L’esperienza per me è stata bellissima da una parte, ma tristissima al tempo stesso perché ci si rende conto che un progetto simile in Italia non sarebbe assolutamente pensabile. L’Istituto italiano di Cultura (cioè l’equivalente del Goethe Institut tedesco) non svilupperebbe mai un progetto di questo tipo, un progetto del genere non sarebbe nemmeno ipotizzabile in Italia. In Italia si dà colpa all’esterno quando sono le storture interne a determinare i problemi.

Personalmente, mi piace lavorare con le immagini. In Italia, avrei un curriculum abbastanza interessante per poter suscitare l’interesse di registi e case di produzione cinematografica. Invece, in Italia non riesco a far passare quasi nessun brano. Negli Stati Uniti, invece, dove il mio curriculum ha un valore molto minore, lavoro molto con un’agenzia che fa Music Placement.

In Italia di solito si affida la colonna sonora di un film o di una serie televisiva ad un solo musicista, che spesso non è in grado di coprire tutte le atmosfere di un’intera colonna sonora. Negli Stati Uniti, i registi si rivolgono ai Music Advisor, i quali prendono visione delle scene dei film e propongono ai registi una serie di brani che hanno l’atmosfera adatta per le scene visionate. Ogni brano della propria libreria è catalogato con una serie di tag (per es. genere, cantato, strumentale e durata) che rendono molto facile la ricerca e quindi si riesce rapidamente a trovare il brano musicale ideale per una determinata scena. E’ impensabile che un singolo musicista possa coprire la colonna sonora di una serie televisiva che può raggiungere 50, 100, 200, 300 o 400 puntate, perché ciò va a discapito della serie stessa. Di solito, negli Stati Uniti, ma anche in altre nazioni europee come la Germania, le case di produzione commissionano ad un musicista le sigle iniziali e finali, mentre la gestione della colonna sonora viene appaltata ai Music Advisor. Se un mio brano corrisponde alle esigenze delle immagini, vengo contattato, mi chiedono se il brano è ancora libero, mi inviano il contratto da firmare e utilizzano il brano dopo aver fatto il bonifico.

E’ paradossale che io in Italia non riesco a piazzare alcun brano mentre negli Stati Uniti, dove il mio curriculum non vale molto, miei brani sono presenti in serie come CSI, L World, Dark Blue, Walking Dead.
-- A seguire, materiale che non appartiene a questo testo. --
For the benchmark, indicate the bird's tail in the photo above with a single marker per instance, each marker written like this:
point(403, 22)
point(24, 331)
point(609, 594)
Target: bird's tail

In Italia invece funziona tutto col clientelismo e questo non fa bene al lavoro, perché non si premia il merito, ciò va a discapito della competitività della nazione. In Italia, senza certe amicizie, non si riesce ad emergere. Conosco tanti ottimi musicisti in Italia, che se vivessero in altre nazioni farebbero il loro mestiere di musicisti, mentre in Italia prima o poi finiscono col fare altri lavori.
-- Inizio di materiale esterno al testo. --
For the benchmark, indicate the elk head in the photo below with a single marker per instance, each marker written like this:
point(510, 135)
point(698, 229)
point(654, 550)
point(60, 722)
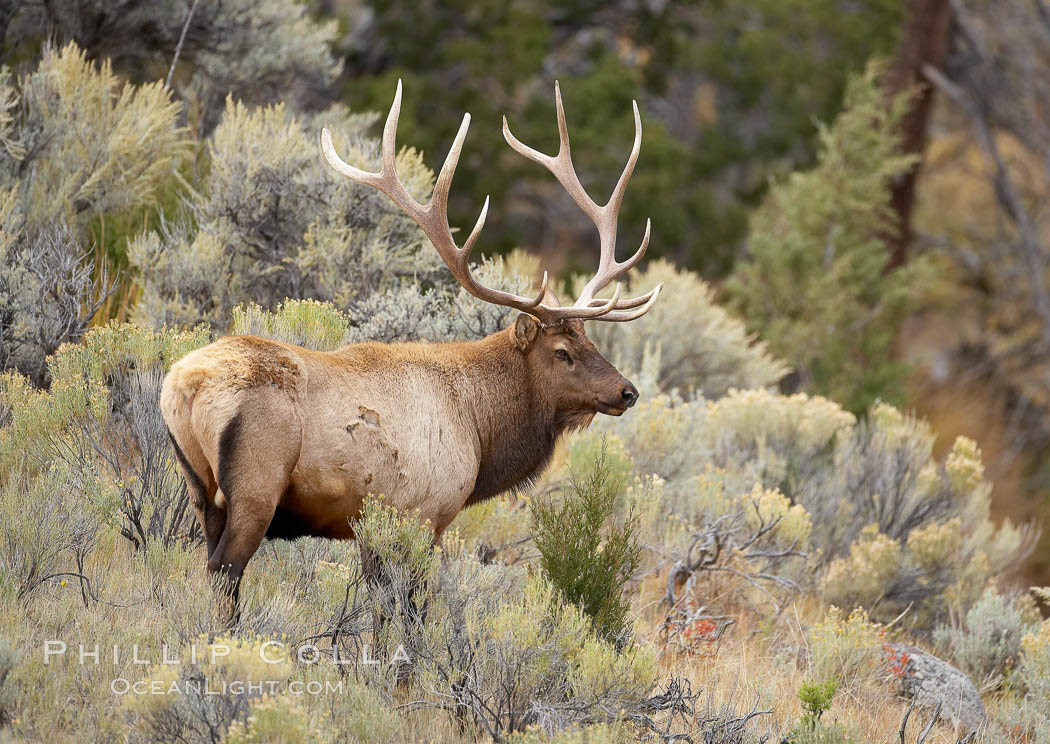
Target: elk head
point(563, 364)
In passato ho fatto un disco di musica elettronica con i Retina.it, fatto come negli anni ‘70, frutto di sessioni di registrazioni live in studio. Mandavamo un pattern di 8 o 16 battute, ognuno di noi svolgeva un compito a rotazione: uno stava al mixer regolando i volumi, mutando o smutando le tracce, un altro stava alle mandate e agli effetti e un altro lavorava ai knob dei synth e dei campionatori. Il giorno successivo, riascoltavamo il tutto e prendevamo le cose più interessanti del lavoro, il risultato portava a conseguenze imprevedibili (tipo un charleston che entrava al momento sbagliato) ma i risultati musicali sono stati notevoli. Spesso abbiamo deciso di mantenere alcuni errori a vantaggio della visione musicale d’insieme. Attualmente sto portando avanti un progetto con gli Elem in cui stiamo replicando lo stesso approccio. Questo sistema è molto più istintivo, la musica è suonata davvero e si raggiungono risultati più velocemente.

Nel 2007 ho fatto la prima colonna sonora: “Il passaggio delle linea”, un film ambientato sui treni che portano gli emigranti dal sud al nord. Il film di per sé era già saturo di suoni, perché la presa diretta era ricca di rumori del treno. Pensai di dover sfruttare questi rumori di fondo, campionando la presa diretta per poi farla passare dal banco filtrandola, dopo averla deassegnata dal mixer, con il Mutator e il Sony V77. Lavorando sempre alla stessa colonna sonora, mentre lavoravo col Nord Lead, mi è partito un suono random con il synth in tilt ma invece di resettare il synth, ho mandato il suono sul mix e ho iniziato a trattarlo con riverberi, delay ed effetti di modulazione.

Il risultato è stato ottimo, e quel suono è diventato parte della colonna sonora. Mi piace molto lavorare con questi effetti.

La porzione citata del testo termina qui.